Another HHMI article, published on April 22, 2005, titled “Researchers Make Gains in Understanding Antibiotic Resistance,” discusses the research of Thomas A. Steitz of HHMI and Peter B. Moore, professor of chemistry at Yale. These researchers may have found one of the ways that mutated bacteria resist certain antibiotics that would normally inhibit the sites of protein synthesis, called ribosomes, from manufacturing proteins. These are the second of the two major categories of antibiotics.
Normally, these antibiotics bind to the ribosome at the “tunnels” where synthesized proteins are released into the cell, blocking their exit. The antibiotic works like a cork to block up these “holes.” However in mutated strands of bacteria, according to the article, the “tunnels” have become enlarged so that the “cork” is not big enough to completely block the release of protein molecules. This adaptation has generated bacteria that continue to synthesize proteins even after antibiotic treatment.
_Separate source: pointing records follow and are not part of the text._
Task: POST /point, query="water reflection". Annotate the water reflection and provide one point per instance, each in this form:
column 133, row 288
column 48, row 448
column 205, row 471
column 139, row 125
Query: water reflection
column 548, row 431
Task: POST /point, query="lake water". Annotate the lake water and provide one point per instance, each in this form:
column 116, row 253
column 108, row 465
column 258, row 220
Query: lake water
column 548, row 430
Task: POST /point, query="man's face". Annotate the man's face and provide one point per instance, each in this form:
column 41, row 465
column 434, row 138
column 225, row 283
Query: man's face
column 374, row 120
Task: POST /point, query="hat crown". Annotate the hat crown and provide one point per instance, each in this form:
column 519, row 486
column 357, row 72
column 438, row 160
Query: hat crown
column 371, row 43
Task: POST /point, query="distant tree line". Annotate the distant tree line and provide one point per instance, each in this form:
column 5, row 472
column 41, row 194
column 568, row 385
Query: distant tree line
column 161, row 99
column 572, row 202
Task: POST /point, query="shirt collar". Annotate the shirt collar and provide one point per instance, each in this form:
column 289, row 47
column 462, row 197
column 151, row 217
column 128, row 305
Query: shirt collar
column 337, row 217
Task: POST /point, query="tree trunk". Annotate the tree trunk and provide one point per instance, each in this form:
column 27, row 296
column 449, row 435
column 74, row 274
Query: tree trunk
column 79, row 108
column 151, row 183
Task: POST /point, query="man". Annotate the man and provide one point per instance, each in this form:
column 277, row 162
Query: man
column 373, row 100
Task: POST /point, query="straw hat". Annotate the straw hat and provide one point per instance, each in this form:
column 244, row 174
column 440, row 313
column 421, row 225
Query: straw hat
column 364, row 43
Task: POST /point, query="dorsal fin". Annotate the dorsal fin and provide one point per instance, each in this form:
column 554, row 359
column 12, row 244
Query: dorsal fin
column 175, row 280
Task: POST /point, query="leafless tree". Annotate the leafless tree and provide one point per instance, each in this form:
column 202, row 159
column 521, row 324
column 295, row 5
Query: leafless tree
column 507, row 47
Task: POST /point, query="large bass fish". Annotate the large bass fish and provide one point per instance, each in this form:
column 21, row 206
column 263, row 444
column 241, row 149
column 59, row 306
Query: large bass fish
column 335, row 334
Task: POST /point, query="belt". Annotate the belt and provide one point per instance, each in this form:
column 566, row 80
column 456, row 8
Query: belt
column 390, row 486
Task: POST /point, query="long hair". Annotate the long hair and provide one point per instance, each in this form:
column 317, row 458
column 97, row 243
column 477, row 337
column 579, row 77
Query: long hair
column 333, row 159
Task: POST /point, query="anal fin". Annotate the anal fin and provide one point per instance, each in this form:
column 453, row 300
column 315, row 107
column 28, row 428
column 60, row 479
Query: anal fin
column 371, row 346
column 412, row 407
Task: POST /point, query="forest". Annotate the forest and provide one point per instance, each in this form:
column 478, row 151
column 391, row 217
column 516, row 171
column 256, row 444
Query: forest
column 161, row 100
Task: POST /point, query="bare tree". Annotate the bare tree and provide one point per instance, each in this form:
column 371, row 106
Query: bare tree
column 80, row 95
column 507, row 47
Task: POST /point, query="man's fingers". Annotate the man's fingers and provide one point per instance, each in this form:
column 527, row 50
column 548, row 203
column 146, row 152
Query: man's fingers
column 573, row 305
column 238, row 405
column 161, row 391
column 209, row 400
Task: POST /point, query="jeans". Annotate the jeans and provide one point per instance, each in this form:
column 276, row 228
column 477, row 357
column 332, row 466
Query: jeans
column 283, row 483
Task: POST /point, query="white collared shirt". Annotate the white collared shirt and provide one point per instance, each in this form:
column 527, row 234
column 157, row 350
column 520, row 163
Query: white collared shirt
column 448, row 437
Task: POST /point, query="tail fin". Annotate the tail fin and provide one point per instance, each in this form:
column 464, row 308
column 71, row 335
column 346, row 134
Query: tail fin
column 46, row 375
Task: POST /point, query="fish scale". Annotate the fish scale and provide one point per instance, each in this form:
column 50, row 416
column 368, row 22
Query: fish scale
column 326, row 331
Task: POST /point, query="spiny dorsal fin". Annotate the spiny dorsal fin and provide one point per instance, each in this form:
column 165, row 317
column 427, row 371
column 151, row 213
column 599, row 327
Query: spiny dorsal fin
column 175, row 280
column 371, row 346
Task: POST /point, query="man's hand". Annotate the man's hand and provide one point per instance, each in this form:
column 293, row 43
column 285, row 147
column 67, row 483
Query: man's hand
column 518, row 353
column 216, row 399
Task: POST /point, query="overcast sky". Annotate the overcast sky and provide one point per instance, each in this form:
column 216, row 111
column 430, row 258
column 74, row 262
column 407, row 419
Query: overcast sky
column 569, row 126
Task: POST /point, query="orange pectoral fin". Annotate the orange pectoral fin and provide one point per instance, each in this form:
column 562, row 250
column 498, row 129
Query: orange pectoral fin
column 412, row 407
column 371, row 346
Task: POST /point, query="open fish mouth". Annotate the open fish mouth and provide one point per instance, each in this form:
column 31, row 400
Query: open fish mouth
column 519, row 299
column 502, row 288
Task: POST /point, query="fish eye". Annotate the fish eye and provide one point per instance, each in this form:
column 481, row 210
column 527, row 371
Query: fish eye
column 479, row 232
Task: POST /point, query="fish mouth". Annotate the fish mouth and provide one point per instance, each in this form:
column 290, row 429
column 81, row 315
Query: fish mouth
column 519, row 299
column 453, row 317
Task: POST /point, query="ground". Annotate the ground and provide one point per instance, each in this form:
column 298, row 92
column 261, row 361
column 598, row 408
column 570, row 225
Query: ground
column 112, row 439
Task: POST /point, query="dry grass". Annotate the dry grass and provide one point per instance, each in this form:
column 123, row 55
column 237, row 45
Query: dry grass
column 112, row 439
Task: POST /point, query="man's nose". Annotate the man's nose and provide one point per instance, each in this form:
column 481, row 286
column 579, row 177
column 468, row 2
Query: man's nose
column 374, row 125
The scientific journal, “Science,” reported in 2005 that U.S. hospitals see some 2 million cases of infections caused by antibiotic-resistant bacteria every year. And 90,000 of these cases end in quietuses. The MRSA flare-up is only the most recent effect of these types of bacteria.
To cure diseases caused by antibiotic-resistant strands of bacteria like MRSA, the generation of these types of bacteria must be stopped rather than the mere treatment of individual cases of infection. Steitz asserts that, “It is becoming critical to understand the precise structural basis of resistance and even more important to do something about it.”